For restaurateurs who entered the industry during the pandemic, a return to normal means changing the way they’ve always done business. Marc Walker, co-owner of playful soul food restaurant Ooh Wee It Is! in Chatham and suburban Burnham, says he is eager to transition from long lines of carryout patrons to bustling dining rooms. Though Walker can seat more than 250 in Chatham, he and wife Shae plan to steadily increase indoor capacity over time. They’ll also keep using a full-body disinfectant machine that checks customers’ temperature and sprays a sanitizing mist on each person who comes in — a pricey but worthwhile investment, Walker says. Mask rules will also remain in place.
“We’re going to ease into it and take some baby steps,” he says. “We’re learning — this is all new for us. We want to make sure we’re all being safe at the end of the day, and make sure we’re fully staffed.”
The lifting of restrictions also means future projects can progress. Walker has news: He’s planning to open new locations over the next few months in Wicker Park and Beverly.
For some local restaurants, the shift is a full reopening in name only. Labor shortages continue to stymie efforts to resume business at full capacity, even for operators who prioritize a living wage.

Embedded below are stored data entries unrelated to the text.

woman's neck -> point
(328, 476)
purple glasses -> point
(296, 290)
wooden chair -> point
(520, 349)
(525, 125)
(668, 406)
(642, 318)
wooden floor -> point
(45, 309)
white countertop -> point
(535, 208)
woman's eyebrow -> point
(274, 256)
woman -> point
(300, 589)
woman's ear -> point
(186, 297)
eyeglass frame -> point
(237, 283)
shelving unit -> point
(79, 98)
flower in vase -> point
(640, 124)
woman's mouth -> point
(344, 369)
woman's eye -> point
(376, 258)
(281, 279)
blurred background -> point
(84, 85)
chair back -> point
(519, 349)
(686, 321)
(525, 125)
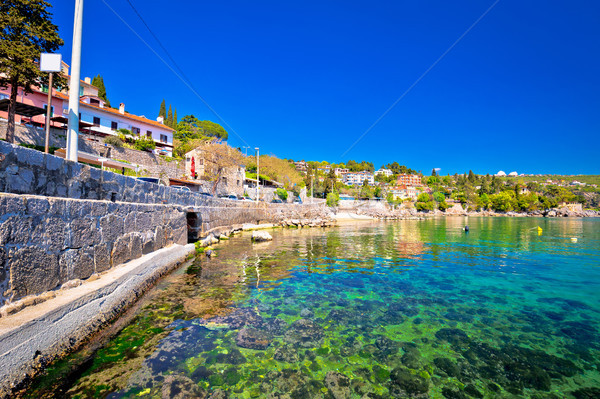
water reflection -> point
(404, 309)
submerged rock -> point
(260, 236)
(305, 333)
(180, 387)
(405, 384)
(252, 338)
(286, 354)
(338, 385)
(454, 336)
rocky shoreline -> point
(412, 214)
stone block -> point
(121, 251)
(37, 206)
(53, 162)
(112, 227)
(76, 264)
(99, 209)
(12, 205)
(20, 183)
(32, 271)
(159, 238)
(102, 257)
(136, 245)
(16, 230)
(180, 235)
(143, 221)
(3, 268)
(129, 226)
(83, 232)
(30, 157)
(75, 189)
(51, 233)
(61, 190)
(147, 242)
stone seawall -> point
(46, 242)
(63, 221)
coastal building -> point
(340, 171)
(408, 180)
(385, 172)
(358, 178)
(402, 192)
(205, 167)
(301, 166)
(96, 118)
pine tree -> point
(170, 117)
(98, 81)
(26, 31)
(163, 110)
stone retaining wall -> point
(46, 242)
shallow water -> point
(372, 310)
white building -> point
(383, 171)
(357, 178)
(106, 121)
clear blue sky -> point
(306, 79)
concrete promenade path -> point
(42, 332)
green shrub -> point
(114, 141)
(333, 199)
(281, 193)
(144, 144)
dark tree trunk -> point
(10, 130)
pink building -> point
(95, 117)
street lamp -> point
(257, 174)
(73, 132)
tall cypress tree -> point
(26, 31)
(170, 117)
(98, 81)
(163, 110)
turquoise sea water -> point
(372, 310)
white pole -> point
(48, 114)
(72, 136)
(257, 175)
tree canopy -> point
(26, 31)
(190, 128)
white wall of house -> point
(107, 118)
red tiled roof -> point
(129, 116)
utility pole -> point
(49, 63)
(73, 133)
(257, 175)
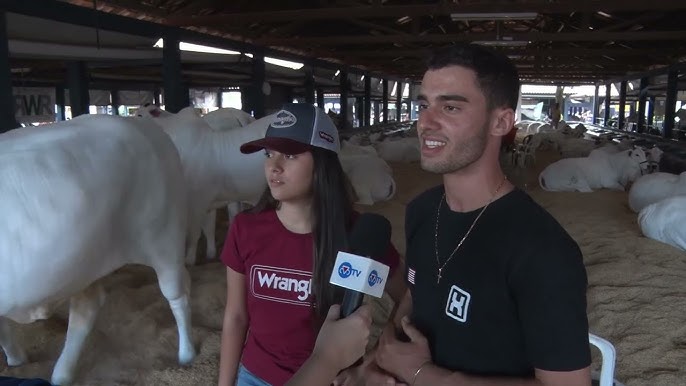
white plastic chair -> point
(609, 356)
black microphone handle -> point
(352, 300)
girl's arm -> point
(234, 328)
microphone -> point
(359, 271)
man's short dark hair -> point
(496, 75)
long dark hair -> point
(332, 211)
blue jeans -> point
(246, 378)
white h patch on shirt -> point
(458, 304)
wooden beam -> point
(554, 52)
(589, 36)
(394, 11)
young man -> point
(497, 288)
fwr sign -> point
(34, 104)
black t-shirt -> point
(512, 298)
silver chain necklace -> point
(438, 215)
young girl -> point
(280, 255)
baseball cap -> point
(296, 128)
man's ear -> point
(502, 121)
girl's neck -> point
(296, 216)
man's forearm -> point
(315, 371)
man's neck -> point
(473, 187)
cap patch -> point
(284, 119)
(326, 136)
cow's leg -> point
(583, 186)
(192, 241)
(175, 284)
(208, 228)
(232, 209)
(83, 310)
(15, 354)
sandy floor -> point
(636, 296)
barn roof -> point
(565, 41)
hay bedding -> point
(636, 299)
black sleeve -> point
(549, 285)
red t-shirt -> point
(277, 264)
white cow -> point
(664, 221)
(80, 199)
(349, 148)
(149, 110)
(215, 169)
(399, 150)
(371, 177)
(227, 118)
(576, 147)
(221, 120)
(655, 187)
(613, 171)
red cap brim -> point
(282, 145)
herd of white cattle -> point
(659, 198)
(84, 197)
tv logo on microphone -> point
(374, 278)
(345, 270)
(359, 273)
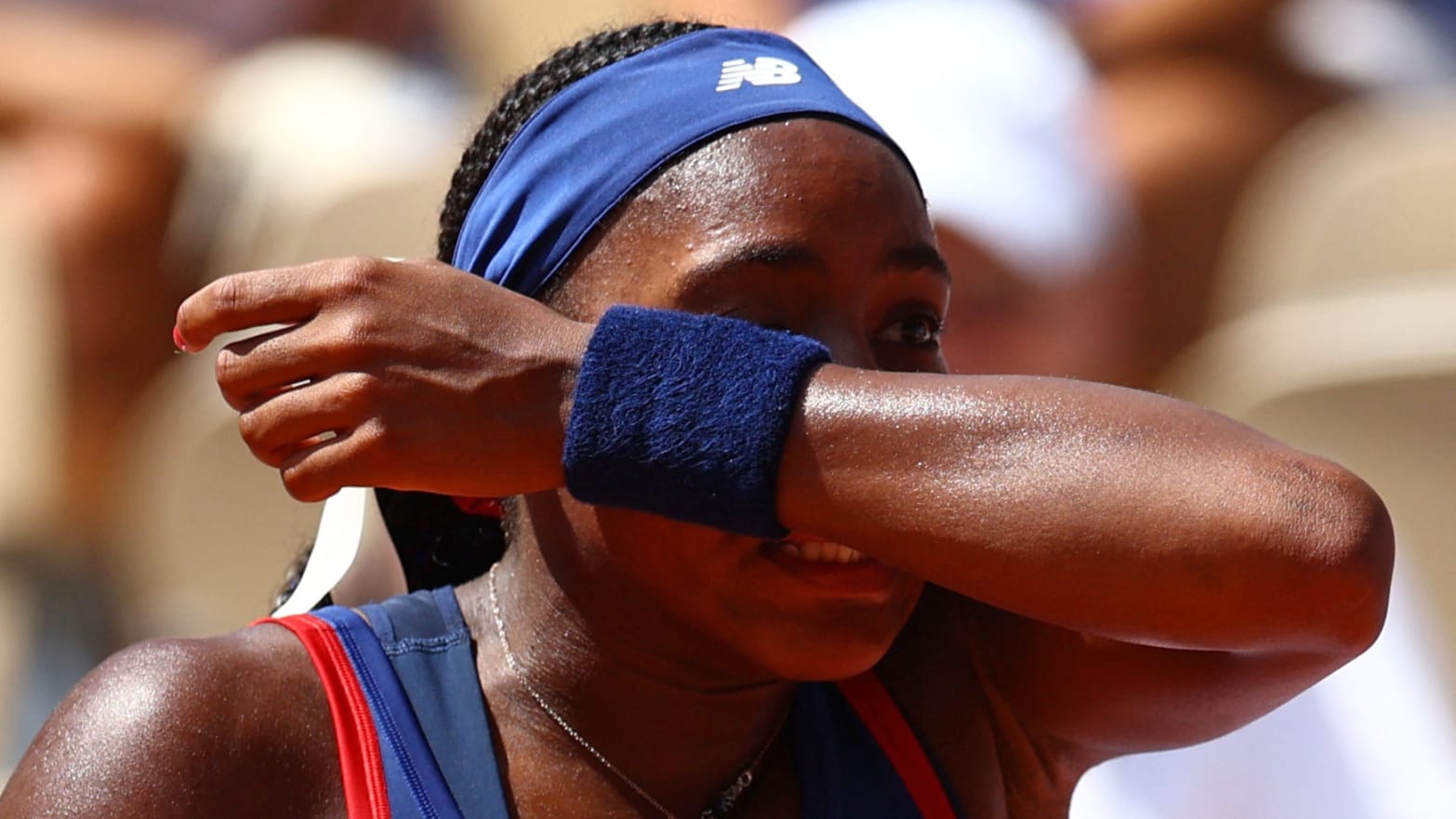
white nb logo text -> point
(761, 72)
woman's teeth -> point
(820, 551)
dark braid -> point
(527, 95)
(437, 543)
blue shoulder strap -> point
(843, 773)
(427, 641)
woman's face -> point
(808, 226)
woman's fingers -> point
(326, 464)
(282, 296)
(298, 416)
(254, 370)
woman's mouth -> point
(830, 568)
(823, 551)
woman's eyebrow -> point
(918, 258)
(798, 257)
(768, 255)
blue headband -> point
(590, 146)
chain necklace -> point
(718, 809)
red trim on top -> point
(364, 792)
(867, 694)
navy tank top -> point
(414, 738)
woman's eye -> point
(912, 330)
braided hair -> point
(439, 543)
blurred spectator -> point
(992, 103)
(1191, 95)
(97, 112)
(94, 97)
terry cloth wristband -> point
(686, 416)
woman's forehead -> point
(789, 170)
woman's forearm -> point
(1110, 511)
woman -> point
(1015, 578)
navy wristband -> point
(686, 416)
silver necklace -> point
(718, 809)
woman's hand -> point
(401, 374)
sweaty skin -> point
(1053, 572)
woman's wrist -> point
(684, 416)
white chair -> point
(1366, 190)
(1366, 376)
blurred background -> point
(1250, 204)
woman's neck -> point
(671, 715)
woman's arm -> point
(1116, 512)
(1124, 561)
(229, 728)
(1127, 572)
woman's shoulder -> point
(187, 728)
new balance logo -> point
(761, 72)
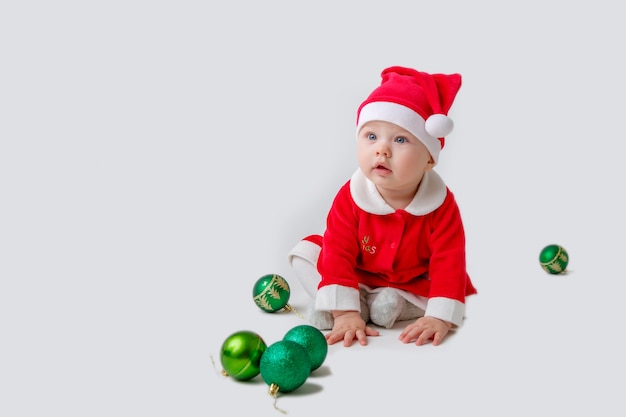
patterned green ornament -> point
(271, 293)
(285, 366)
(241, 355)
(554, 259)
(312, 340)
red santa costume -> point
(368, 245)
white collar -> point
(430, 195)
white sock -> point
(385, 307)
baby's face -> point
(391, 157)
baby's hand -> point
(349, 326)
(425, 329)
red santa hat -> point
(416, 101)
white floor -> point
(157, 159)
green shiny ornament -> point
(312, 340)
(285, 366)
(271, 293)
(241, 355)
(554, 259)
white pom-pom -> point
(439, 125)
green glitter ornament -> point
(271, 293)
(554, 259)
(312, 340)
(285, 366)
(241, 355)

These include Beard & Belly, Edgewater’s beer and comfort food spot that opened in April 2020, says co-owner Andew Barbera. Despite offering $21-$22 per hour per a One Fair Wage model, he’s struggling to find enough workers. His team this week has begun offering draft beer and serving customers at the bar, but will only open six of 12 total seats. Barbera says the restaurant has not received any federal financial assistance.
“The opening up of the city is exciting, but doesn’t change a whole lot for us,” he writes to Eater. “We, like pretty much every restaurant in the city, are having a very hard time finding employees, and are just not staffed well enough to go full capacity and full operating hours… We will be taking our time, and adding things as we can.”
The labor challenge has led to some creative recruitment drives. Fifty/50 Restaurant Group co-founder Scott Weiner posted a message aimed at parents asking if their high school-aged children were interested in working. Mott St, the Wicker Park area modern Asian restaurant, has gone analog by posting paper help wanted flyers on street posts around its neighborhood. Restaurant owners are left with these throwback methods to attract employees who haven’t been ground down from their previous experiences in the industry.
The remain concerns about variants and the disease’s return. But, for now, there’s a sense of excitement this weekend in Chicago, and for the bar and restaurant industry, there’s pride in surviving.